'Fans for Diversity' aiming to increase Asian presence in matchday crowds
Neil Ashton has written the following article for the Daily Mail about Asian participation in English football:
There is an image from Stamford Bridge on Saturday, when Mark Yeates scored Bradford City’s fourth goal, that suggests a cultural shift is taking place in the game.
A few rows behind Petr Cech’s goal, a dozen or so Asian football fans prepare to celebrate the Bantams’ magnificent victory over Chelsea in the FA Cup fourth round. It is a sign of progress.
There is an obvious lack of Asian representation among supporters at football matches across the country and yet very little has been done to challenge the social, cultural and historical barriers that exist.
To take Bradford as an example, 26.8 per cent (140,149) of the local population are considered Asian or Asian/British according to the statistics published in the Government’s 2011 census.
Many live in the immediate areas surrounding Bradford’s stadium Valley Parade, such as Manningham, Bradford Moor, City, Little Horton and Toller. So far the club has barely scratched the surface.
With a full-time staff of just 12 (outside of the manager, coaches and playing staff) the club have never had the resources to target a specific area of the local community. The Asian population remains largely untapped.
Of the 14,000 people who regularly attend Bradford’s home games, only a handful watching Phil Parkinson’s team at Valley Parade are of Asian origin.
The BanglaBantams’ Twitter feed, who describe themselves as ‘a group of supporters from the heart of the city following our local team’, was activated last week and has 51 followers.
So why not more, and why aren’t more Asian families attending matches at Bradford City and beyond?
‘We have never done any specific targeting of any particular area of our fan base, but we have tried to make it affordable for families,’ admitted Bradford’s co-chairman Julian Rhodes.
Seven years ago season tickets at Valley Parade were capped at £138, among the cheapest in the country to watch 23 home games when the team were in League Two. This season they are just £199.
‘Bradford is a very poor area, with some of the poorest supporters in the country, but the atmosphere in recent times has been electric,’ added Rhodes.
‘It is not intimidating for Asian football fans and I don’t think there are any cultural issues. When we got to the Capital One Cup final against Swansea, the whole city got behind the team.’
On Monday evening, when BBC’s Look North programme took to the streets of Bradford to vox pop the residents about their famous FA Cup win, they spoke to people from different ethnic backgrounds.
Despite this approach, there is still a good deal of negativity about the matchday experience, particularly because of the ridicule from opposition supporters.
Singing ‘you’re just a town full of p****’ is just not acceptable.
In the 1990s, it was not unheard of to be in a stand with supporters singing ‘I would rather be a p*** than a Manc’ when a team played Manchester United.

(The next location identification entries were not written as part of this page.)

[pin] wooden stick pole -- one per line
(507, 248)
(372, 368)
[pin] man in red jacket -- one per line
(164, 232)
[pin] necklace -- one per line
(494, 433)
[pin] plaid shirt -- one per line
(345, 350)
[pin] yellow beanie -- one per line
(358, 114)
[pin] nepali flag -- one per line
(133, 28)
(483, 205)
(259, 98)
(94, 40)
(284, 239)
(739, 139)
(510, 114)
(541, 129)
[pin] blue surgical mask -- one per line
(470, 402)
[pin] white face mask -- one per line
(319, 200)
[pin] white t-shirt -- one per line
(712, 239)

Attitudes like that breed resentment and fear.
In the streets surrounding Bradford’s stadium, young Asian children will play football between the parked cars as a part of their recreation.
When it comes to matchday, they are forced inside when their parents, usually first or second generation Asians, pull them off the streets.
There are various bodies at work, with the Fans for Diversity campaign launched last year by Kick It Out and the Football Supporters Federation to promote integration and acceptance.
Anwar Uddin, who spent six years playing alongside Joe Cole, Michael Carrick, Glen Johnson and Leon Britton in the West Ham youth team, has committed his career to the subject.
Uddin is employed as diversity and campaigns manager at the Football Supporters’ Federation and Kick It Out, reaching out to the communities of clubs all over the country to promote the game in different areas.
During his playing days at Dagenham, where he was captain for much of his six years at the club, his friends were once forced to leave a game at half-time because of racial insults on the terraces.
Today he visits community leaders and Mosques, reassuring them that the matchday environment of the Sixties, Seventies and Eighties has been replaced with a friendlier, family experience.
‘I visited a community centre called BEAP, which is adjacent to the stadium in Bradford and there are so many positive attitudes towards the game,’ admitted Uddin.
‘During the day there were 60 Asian lads between the ages of 6-15 playing football, but when it comes to matchday they all disappear into their houses.
‘To learn the game, to have a better understanding of it, these guys need to watch the matches and experience them.’
Uddin’s work takes him elsewhere, to other areas of the country densely populated with Asians.
In Luton, football has an increasing influence in the lives of young Asian kids, but the numbers are not reflected on matchday at Kenilworth Road.
‘There are a lot of politics in the area and the English Defence League is a problem,’ revealed Uddin.
He is undeterred and speaks with remarkable enthusiasm as he charges around the country speaking to different groups about the future of the game on behalf of the Football Supporters’ Federation and Kick It Out.
Next month the FA will release a delayed report into Asian participation in the game, with a particular emphasis on the number of players at grassroots and professional level.
On matchday, it is equally important to promote social inclusion and acceptance as the game moves into another era.
At Bradford City, that will be the other big story in town.